Shangri-La : Shangri-La est un lieu imaginaire décrit dans le roman Lost Horizon (Les Horizons perdus), écrit par James Hilton en 1933, et adapté au cinéma par Frank Capra en 1937.

Thela : Petite charrette où des vendeurs disposent de la nourriture à vendre.

Myélome : Le myélome est un type de cancer qui débute dans la moelle osseuse et qui affecte les plasmocytes, un type de globules blancs. 

Gulistan : Le Golistan, ou Gulistan (en persan : « Jardin des roses ») est un recueil de poèmes et d'histoires écrit par le poète persan Saadi au XIIIe siècle.  

BostanLe Bustan, ou Bostan (en persan : « Jardin des fruits », ou « Verger ») est un recueil de poèmes et d'histoires écrit par le poète persan Saadi au XIIIe siècle. C'est son autre grande œuvre avec le Golistan (Jardin des roses).

Continuum : Ensemble d'éléments homogènes. Phénomène progressif dont on ne peut considérer une partie que par abstraction.

Gahara : Un gharara est un costume traditionnellement porté par les femmes musulmanes de l'Hindi Belt. Il se compose d'un kurta (une tunique descendant jusqu'à la mi-cuisse), un dupatta (large étole ou voile), et surtout, un pantalon froncé au niveau du genou afin qu'ils élargissent considérablement.  

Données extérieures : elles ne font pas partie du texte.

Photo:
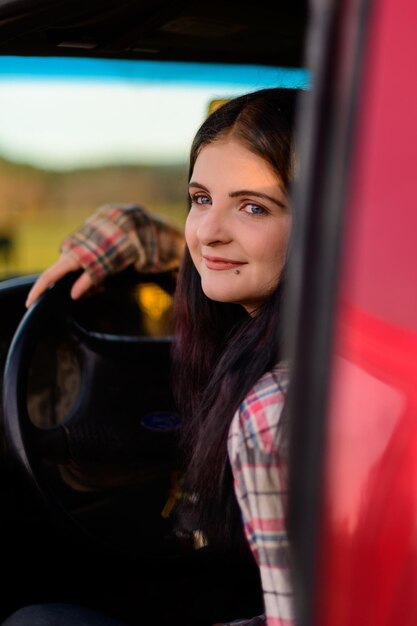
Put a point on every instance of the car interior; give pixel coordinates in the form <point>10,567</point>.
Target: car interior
<point>89,458</point>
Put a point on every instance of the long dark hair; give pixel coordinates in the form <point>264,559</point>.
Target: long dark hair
<point>220,351</point>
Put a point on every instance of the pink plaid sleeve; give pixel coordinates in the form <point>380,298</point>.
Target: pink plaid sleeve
<point>261,488</point>
<point>116,236</point>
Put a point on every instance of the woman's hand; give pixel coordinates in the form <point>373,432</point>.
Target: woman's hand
<point>66,263</point>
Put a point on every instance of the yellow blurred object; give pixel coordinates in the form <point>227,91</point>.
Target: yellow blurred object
<point>153,300</point>
<point>215,104</point>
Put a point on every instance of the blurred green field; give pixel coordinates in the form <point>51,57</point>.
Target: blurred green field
<point>35,238</point>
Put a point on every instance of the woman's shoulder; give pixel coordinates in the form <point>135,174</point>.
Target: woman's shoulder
<point>258,417</point>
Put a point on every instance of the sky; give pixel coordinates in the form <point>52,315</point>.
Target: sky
<point>65,113</point>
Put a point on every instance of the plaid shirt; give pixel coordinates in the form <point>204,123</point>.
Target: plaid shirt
<point>260,485</point>
<point>117,236</point>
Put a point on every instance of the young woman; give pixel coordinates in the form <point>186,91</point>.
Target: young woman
<point>231,375</point>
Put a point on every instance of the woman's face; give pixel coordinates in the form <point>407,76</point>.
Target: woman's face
<point>238,226</point>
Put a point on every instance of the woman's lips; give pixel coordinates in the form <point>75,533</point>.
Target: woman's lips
<point>217,263</point>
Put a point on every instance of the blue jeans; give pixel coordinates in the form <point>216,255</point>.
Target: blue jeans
<point>58,615</point>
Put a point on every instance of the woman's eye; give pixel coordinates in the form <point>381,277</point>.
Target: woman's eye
<point>200,199</point>
<point>254,209</point>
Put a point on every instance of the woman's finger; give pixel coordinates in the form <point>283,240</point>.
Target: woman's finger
<point>82,285</point>
<point>63,266</point>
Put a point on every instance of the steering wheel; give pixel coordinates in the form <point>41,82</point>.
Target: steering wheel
<point>107,466</point>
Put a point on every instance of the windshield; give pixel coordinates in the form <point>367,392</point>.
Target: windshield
<point>78,133</point>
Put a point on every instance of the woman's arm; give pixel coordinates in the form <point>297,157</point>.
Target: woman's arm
<point>114,237</point>
<point>260,477</point>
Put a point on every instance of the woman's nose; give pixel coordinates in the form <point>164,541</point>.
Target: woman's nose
<point>214,227</point>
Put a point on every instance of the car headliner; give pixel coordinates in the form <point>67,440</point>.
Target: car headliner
<point>258,32</point>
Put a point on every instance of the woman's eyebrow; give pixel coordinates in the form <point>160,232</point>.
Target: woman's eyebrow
<point>257,194</point>
<point>197,185</point>
<point>243,192</point>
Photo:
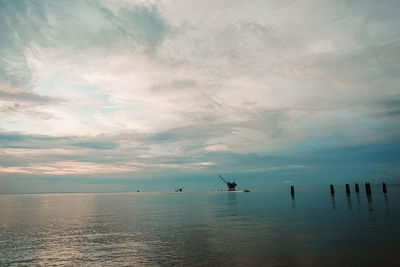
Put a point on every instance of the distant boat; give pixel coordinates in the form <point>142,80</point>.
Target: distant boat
<point>231,185</point>
<point>178,189</point>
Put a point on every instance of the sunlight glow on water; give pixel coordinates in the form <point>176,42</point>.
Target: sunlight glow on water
<point>201,229</point>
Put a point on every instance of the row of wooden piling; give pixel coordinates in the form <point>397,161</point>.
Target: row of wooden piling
<point>357,189</point>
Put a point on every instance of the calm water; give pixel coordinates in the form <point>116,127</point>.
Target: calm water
<point>201,229</point>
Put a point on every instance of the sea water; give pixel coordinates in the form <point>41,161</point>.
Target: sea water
<point>264,228</point>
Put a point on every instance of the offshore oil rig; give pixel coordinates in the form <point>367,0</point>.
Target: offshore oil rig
<point>231,186</point>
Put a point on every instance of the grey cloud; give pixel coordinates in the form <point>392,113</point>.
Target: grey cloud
<point>29,97</point>
<point>74,26</point>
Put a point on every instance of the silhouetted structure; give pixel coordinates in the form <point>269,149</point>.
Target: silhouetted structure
<point>348,189</point>
<point>178,189</point>
<point>231,186</point>
<point>332,189</point>
<point>368,189</point>
<point>384,188</point>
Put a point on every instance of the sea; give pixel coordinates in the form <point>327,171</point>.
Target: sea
<point>210,228</point>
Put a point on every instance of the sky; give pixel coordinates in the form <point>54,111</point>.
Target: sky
<point>126,95</point>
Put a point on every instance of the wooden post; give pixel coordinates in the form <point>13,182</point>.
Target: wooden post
<point>357,189</point>
<point>384,188</point>
<point>348,189</point>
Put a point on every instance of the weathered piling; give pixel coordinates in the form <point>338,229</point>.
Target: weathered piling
<point>332,189</point>
<point>368,189</point>
<point>348,189</point>
<point>384,188</point>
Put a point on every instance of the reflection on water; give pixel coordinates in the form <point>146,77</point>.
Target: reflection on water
<point>348,201</point>
<point>333,202</point>
<point>199,229</point>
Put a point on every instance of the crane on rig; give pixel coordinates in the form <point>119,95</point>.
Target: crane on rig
<point>231,185</point>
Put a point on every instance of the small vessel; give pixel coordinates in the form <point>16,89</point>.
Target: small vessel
<point>231,185</point>
<point>178,189</point>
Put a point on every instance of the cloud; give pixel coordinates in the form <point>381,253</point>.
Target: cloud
<point>194,86</point>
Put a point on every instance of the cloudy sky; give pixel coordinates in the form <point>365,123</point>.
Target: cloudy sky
<point>121,95</point>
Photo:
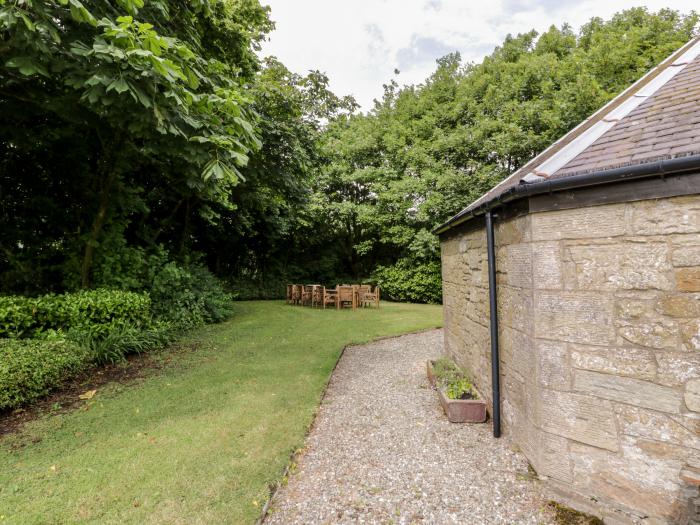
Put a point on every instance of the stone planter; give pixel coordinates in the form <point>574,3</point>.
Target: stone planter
<point>458,410</point>
<point>463,410</point>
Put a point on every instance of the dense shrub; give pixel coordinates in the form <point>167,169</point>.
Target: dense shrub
<point>186,294</point>
<point>30,368</point>
<point>189,297</point>
<point>30,317</point>
<point>119,340</point>
<point>411,281</point>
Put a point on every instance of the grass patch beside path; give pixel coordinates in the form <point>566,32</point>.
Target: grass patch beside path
<point>200,441</point>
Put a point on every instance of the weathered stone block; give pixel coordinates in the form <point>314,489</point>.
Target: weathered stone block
<point>547,265</point>
<point>690,336</point>
<point>624,361</point>
<point>515,308</point>
<point>580,223</point>
<point>515,265</point>
<point>637,322</point>
<point>643,423</point>
<point>620,266</point>
<point>656,217</point>
<point>512,231</point>
<point>692,395</point>
<point>577,317</point>
<point>687,255</point>
<point>555,461</point>
<point>579,417</point>
<point>518,347</point>
<point>676,368</point>
<point>679,305</point>
<point>628,390</point>
<point>688,279</point>
<point>633,478</point>
<point>554,367</point>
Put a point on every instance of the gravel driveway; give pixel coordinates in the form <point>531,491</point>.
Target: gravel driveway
<point>382,451</point>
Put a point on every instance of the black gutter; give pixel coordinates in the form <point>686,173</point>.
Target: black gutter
<point>522,190</point>
<point>493,308</point>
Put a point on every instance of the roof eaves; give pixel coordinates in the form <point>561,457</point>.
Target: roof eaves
<point>559,153</point>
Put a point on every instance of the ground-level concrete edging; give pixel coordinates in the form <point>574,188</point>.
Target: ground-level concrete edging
<point>599,311</point>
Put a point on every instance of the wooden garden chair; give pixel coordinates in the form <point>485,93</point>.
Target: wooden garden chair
<point>330,296</point>
<point>306,294</point>
<point>346,294</point>
<point>371,297</point>
<point>362,289</point>
<point>296,293</point>
<point>316,295</point>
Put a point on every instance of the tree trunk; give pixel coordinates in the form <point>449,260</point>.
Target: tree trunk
<point>96,230</point>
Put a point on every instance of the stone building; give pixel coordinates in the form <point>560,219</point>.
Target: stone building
<point>596,256</point>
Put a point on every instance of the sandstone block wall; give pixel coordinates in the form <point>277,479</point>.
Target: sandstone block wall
<point>599,312</point>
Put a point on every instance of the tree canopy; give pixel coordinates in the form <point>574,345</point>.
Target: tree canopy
<point>137,127</point>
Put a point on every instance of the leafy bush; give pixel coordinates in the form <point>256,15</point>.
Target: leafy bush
<point>460,389</point>
<point>30,369</point>
<point>453,380</point>
<point>411,281</point>
<point>17,315</point>
<point>119,340</point>
<point>30,317</point>
<point>189,297</point>
<point>445,371</point>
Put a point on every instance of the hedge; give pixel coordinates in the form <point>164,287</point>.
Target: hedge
<point>30,316</point>
<point>30,368</point>
<point>410,281</point>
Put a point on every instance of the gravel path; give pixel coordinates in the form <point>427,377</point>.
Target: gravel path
<point>382,451</point>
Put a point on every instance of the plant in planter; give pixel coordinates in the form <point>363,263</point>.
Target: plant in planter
<point>458,397</point>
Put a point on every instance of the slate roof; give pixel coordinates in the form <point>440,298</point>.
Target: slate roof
<point>658,117</point>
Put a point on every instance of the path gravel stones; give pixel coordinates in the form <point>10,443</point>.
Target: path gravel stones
<point>382,451</point>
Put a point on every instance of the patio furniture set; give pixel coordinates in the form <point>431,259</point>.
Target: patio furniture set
<point>342,296</point>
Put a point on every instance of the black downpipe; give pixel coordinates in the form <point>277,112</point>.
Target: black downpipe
<point>495,360</point>
<point>659,168</point>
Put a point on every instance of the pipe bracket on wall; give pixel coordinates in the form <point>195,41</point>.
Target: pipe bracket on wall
<point>493,308</point>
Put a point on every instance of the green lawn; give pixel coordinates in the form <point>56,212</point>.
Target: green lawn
<point>201,441</point>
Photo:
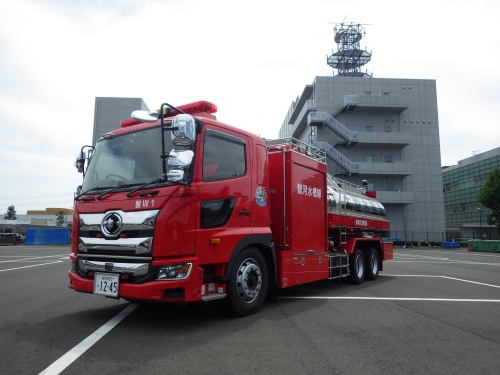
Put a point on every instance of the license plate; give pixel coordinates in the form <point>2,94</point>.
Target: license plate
<point>106,284</point>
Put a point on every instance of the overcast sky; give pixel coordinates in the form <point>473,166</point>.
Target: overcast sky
<point>250,58</point>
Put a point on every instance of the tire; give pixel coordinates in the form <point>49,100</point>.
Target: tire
<point>357,267</point>
<point>372,264</point>
<point>247,285</point>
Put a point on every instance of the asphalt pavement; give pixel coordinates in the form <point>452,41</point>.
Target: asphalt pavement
<point>432,311</point>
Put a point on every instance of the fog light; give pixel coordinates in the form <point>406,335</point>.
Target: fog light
<point>174,272</point>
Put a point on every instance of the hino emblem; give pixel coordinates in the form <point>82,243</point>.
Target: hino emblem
<point>111,224</point>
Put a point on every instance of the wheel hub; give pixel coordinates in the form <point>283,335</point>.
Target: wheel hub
<point>249,280</point>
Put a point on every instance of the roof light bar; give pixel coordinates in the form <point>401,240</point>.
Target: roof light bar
<point>191,108</point>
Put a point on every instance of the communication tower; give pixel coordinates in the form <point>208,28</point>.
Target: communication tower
<point>349,57</point>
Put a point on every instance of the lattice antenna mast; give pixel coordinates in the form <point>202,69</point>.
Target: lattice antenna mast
<point>349,57</point>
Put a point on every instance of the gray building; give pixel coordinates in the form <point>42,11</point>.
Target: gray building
<point>109,112</point>
<point>385,131</point>
<point>465,216</point>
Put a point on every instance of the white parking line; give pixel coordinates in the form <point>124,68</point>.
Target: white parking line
<point>31,258</point>
<point>444,277</point>
<point>398,299</point>
<point>58,366</point>
<point>34,265</point>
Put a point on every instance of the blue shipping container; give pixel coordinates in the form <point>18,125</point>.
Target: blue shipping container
<point>46,236</point>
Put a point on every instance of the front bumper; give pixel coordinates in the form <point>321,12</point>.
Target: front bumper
<point>187,290</point>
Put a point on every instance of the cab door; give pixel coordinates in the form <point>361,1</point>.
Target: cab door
<point>224,194</point>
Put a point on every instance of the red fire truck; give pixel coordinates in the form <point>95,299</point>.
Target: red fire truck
<point>215,212</point>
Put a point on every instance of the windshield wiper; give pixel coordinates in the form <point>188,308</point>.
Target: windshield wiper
<point>115,188</point>
<point>88,191</point>
<point>144,185</point>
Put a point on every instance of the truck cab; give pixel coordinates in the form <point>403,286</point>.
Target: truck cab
<point>166,220</point>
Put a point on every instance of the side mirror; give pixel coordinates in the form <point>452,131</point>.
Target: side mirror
<point>145,116</point>
<point>178,162</point>
<point>186,133</point>
<point>80,162</point>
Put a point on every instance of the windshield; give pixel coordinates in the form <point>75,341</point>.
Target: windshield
<point>132,158</point>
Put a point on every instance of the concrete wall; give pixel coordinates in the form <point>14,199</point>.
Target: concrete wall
<point>398,148</point>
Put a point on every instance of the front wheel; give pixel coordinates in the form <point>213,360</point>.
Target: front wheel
<point>357,267</point>
<point>247,284</point>
<point>372,263</point>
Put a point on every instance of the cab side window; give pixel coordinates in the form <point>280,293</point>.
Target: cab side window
<point>223,156</point>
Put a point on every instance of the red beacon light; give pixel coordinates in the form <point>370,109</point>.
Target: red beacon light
<point>201,106</point>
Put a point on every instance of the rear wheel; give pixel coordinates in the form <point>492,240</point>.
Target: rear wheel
<point>372,264</point>
<point>357,267</point>
<point>247,284</point>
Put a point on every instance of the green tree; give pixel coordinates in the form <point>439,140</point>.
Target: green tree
<point>60,218</point>
<point>10,214</point>
<point>489,197</point>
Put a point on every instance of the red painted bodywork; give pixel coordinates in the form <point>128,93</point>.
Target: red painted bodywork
<point>295,216</point>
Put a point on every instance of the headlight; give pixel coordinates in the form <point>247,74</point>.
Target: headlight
<point>174,272</point>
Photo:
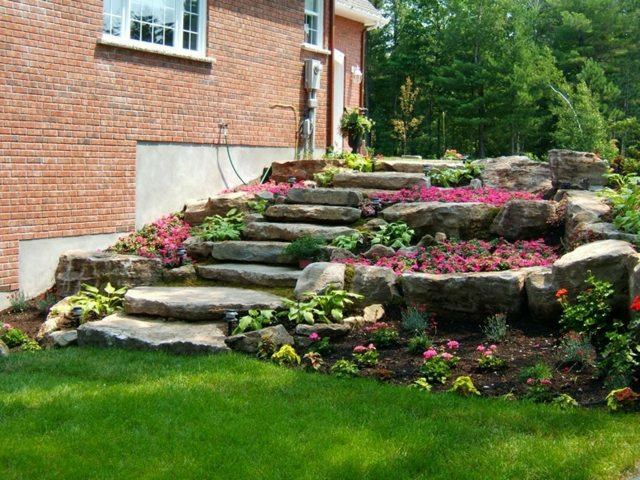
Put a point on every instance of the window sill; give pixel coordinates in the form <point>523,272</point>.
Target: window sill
<point>315,49</point>
<point>141,47</point>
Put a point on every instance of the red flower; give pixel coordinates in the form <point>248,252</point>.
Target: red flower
<point>635,304</point>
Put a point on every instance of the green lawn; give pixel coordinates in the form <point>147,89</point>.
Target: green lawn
<point>91,414</point>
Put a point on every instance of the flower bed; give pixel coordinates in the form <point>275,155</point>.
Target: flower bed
<point>490,196</point>
<point>467,256</point>
<point>162,238</point>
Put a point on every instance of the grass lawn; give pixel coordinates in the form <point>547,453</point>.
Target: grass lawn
<point>94,414</point>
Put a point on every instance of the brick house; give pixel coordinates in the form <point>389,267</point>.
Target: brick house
<point>115,111</point>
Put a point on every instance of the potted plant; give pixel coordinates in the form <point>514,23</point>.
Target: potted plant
<point>305,249</point>
<point>355,127</point>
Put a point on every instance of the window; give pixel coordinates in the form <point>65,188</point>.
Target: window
<point>171,24</point>
<point>313,19</point>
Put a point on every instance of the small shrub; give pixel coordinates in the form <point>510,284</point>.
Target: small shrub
<point>218,228</point>
<point>366,356</point>
<point>464,387</point>
<point>344,368</point>
<point>286,356</point>
<point>394,235</point>
<point>495,327</point>
<point>96,303</point>
<point>306,248</point>
<point>382,334</point>
<point>255,320</point>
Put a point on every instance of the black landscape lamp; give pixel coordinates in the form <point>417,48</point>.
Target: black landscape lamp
<point>231,317</point>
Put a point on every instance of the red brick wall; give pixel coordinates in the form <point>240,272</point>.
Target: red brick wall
<point>348,40</point>
<point>73,110</point>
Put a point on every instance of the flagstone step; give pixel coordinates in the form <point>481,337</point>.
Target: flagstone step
<point>325,196</point>
<point>249,251</point>
<point>251,274</point>
<point>290,231</point>
<point>195,303</point>
<point>379,180</point>
<point>146,333</point>
<point>313,214</point>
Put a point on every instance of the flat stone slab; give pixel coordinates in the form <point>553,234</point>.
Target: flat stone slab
<point>251,274</point>
<point>142,333</point>
<point>290,231</point>
<point>325,196</point>
<point>196,303</point>
<point>313,214</point>
<point>466,220</point>
<point>471,294</point>
<point>380,180</point>
<point>251,252</point>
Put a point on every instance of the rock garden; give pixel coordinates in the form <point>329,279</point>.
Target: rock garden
<point>500,277</point>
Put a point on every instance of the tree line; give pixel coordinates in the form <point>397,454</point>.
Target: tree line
<point>496,77</point>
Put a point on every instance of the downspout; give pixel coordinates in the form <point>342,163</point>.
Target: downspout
<point>332,17</point>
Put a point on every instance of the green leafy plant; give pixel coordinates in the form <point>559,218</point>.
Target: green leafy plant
<point>344,368</point>
<point>495,327</point>
<point>254,320</point>
<point>349,242</point>
<point>218,228</point>
<point>96,303</point>
<point>395,235</point>
<point>419,343</point>
<point>464,387</point>
<point>18,303</point>
<point>306,248</point>
<point>286,356</point>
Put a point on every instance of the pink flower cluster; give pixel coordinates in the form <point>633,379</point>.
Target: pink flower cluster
<point>270,186</point>
<point>364,349</point>
<point>467,256</point>
<point>490,196</point>
<point>162,238</point>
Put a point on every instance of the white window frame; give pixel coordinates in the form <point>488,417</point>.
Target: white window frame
<point>125,31</point>
<point>320,16</point>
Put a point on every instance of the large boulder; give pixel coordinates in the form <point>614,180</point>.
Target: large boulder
<point>577,170</point>
<point>196,211</point>
<point>318,277</point>
<point>300,169</point>
<point>610,260</point>
<point>541,295</point>
<point>142,333</point>
<point>516,173</point>
<point>463,220</point>
<point>376,284</point>
<point>524,219</point>
<point>325,196</point>
<point>473,295</point>
<point>249,342</point>
<point>100,268</point>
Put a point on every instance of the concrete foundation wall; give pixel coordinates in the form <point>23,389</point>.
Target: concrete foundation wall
<point>168,175</point>
<point>38,259</point>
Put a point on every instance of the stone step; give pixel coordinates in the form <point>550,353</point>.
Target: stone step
<point>379,180</point>
<point>290,231</point>
<point>325,196</point>
<point>248,251</point>
<point>313,214</point>
<point>146,333</point>
<point>195,303</point>
<point>406,165</point>
<point>250,274</point>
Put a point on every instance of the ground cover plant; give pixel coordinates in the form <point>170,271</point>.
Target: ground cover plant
<point>453,256</point>
<point>163,239</point>
<point>115,414</point>
<point>489,196</point>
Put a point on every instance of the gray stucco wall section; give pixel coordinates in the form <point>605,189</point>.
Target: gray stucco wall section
<point>168,175</point>
<point>38,259</point>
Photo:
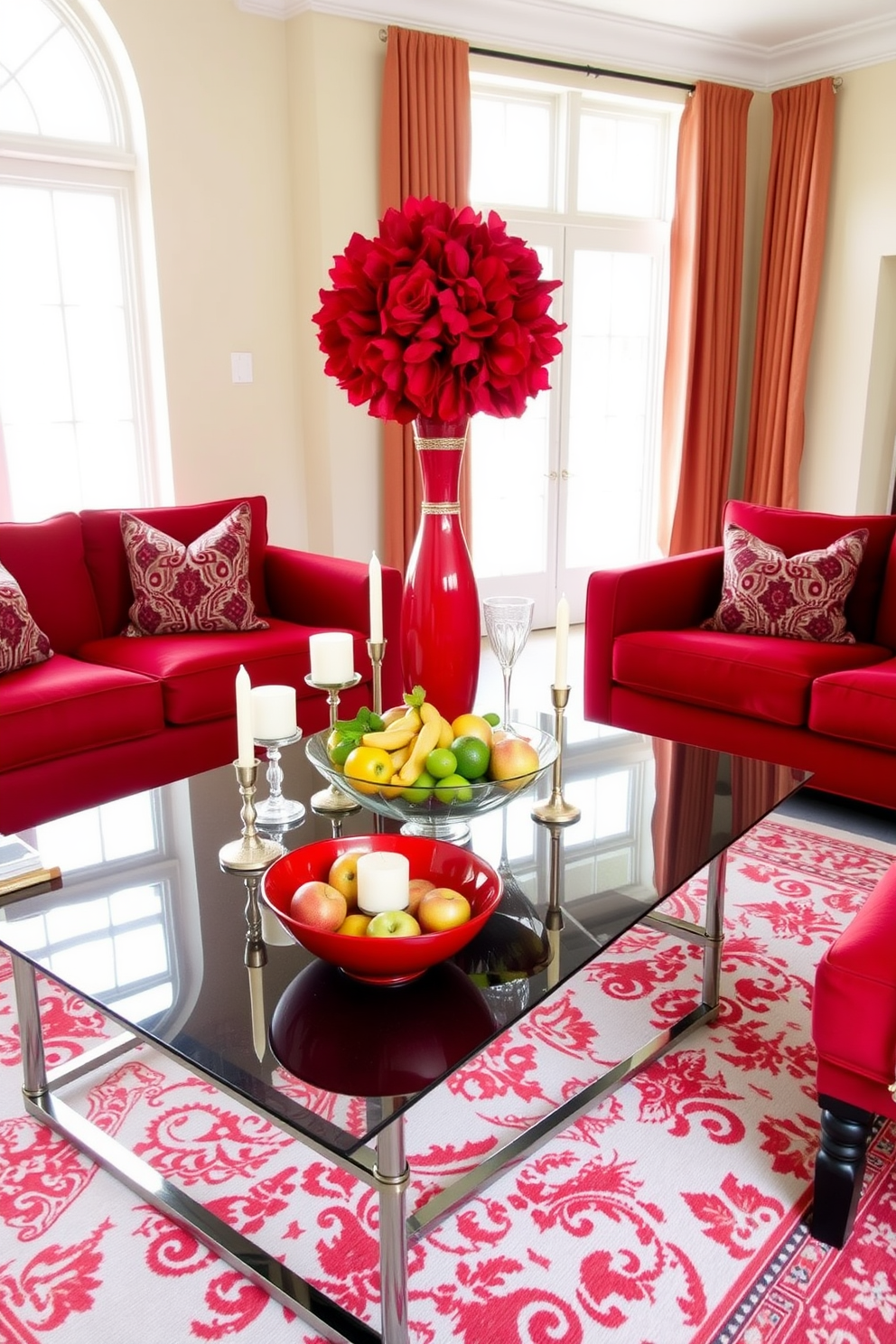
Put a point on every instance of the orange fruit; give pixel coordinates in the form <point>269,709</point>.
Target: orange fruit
<point>471,724</point>
<point>369,768</point>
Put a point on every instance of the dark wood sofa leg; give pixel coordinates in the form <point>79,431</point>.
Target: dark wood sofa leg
<point>840,1167</point>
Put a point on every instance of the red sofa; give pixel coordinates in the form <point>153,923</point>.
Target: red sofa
<point>107,713</point>
<point>824,707</point>
<point>854,1026</point>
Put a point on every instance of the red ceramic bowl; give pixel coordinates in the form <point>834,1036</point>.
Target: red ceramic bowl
<point>387,961</point>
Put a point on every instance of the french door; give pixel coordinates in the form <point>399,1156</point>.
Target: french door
<point>570,487</point>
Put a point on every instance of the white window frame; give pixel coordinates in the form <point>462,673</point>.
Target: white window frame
<point>117,168</point>
<point>562,218</point>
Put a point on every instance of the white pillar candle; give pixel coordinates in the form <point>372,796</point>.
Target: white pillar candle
<point>245,741</point>
<point>563,640</point>
<point>273,713</point>
<point>375,575</point>
<point>332,658</point>
<point>383,882</point>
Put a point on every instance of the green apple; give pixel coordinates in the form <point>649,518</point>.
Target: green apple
<point>393,924</point>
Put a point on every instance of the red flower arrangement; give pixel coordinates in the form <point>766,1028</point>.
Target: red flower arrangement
<point>441,314</point>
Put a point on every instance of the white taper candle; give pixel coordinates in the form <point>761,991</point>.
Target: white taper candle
<point>245,740</point>
<point>563,641</point>
<point>375,573</point>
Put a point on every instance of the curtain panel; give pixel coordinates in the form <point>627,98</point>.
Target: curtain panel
<point>425,151</point>
<point>705,317</point>
<point>802,146</point>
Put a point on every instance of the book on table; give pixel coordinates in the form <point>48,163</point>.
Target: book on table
<point>21,864</point>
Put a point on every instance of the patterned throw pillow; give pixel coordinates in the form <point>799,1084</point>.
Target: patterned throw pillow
<point>198,588</point>
<point>22,643</point>
<point>797,598</point>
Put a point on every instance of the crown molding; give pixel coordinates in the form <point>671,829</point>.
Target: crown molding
<point>571,31</point>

Bandh : Bandh est une forme de protestation utilisée par des militants politiques dans des pays d’Asie du Sud tels que l’Inde et le Népal. Cela ressemble à une grève générale. Pendant un bandh, un parti politique ou une communauté déclare une grève générale.

Goule : Vampire femelle des légendes orientales.

Achkan : Achkan, également connu sous le nom de Baghal bandi, est une veste longue portée par les hommes dans le sous-continent indien, en particulier en Inde, au Népal, au Bangladesh et au Pakistan.

Ghat : En Inde, un ghat est un ensemble de marches ou de gradins qui recouvrent les rives des cours d'eau ou les berges des bassins ou tanks. Ils permettent de descendre au contact de l'eau, le plus souvent d'un fleuve sacré, par exemple le Gange à Haridwar et Varanasi (Bénarès).

Funtoosh : Interjection (hindi ?) pour "fini, terminé" ou "bien sûr !".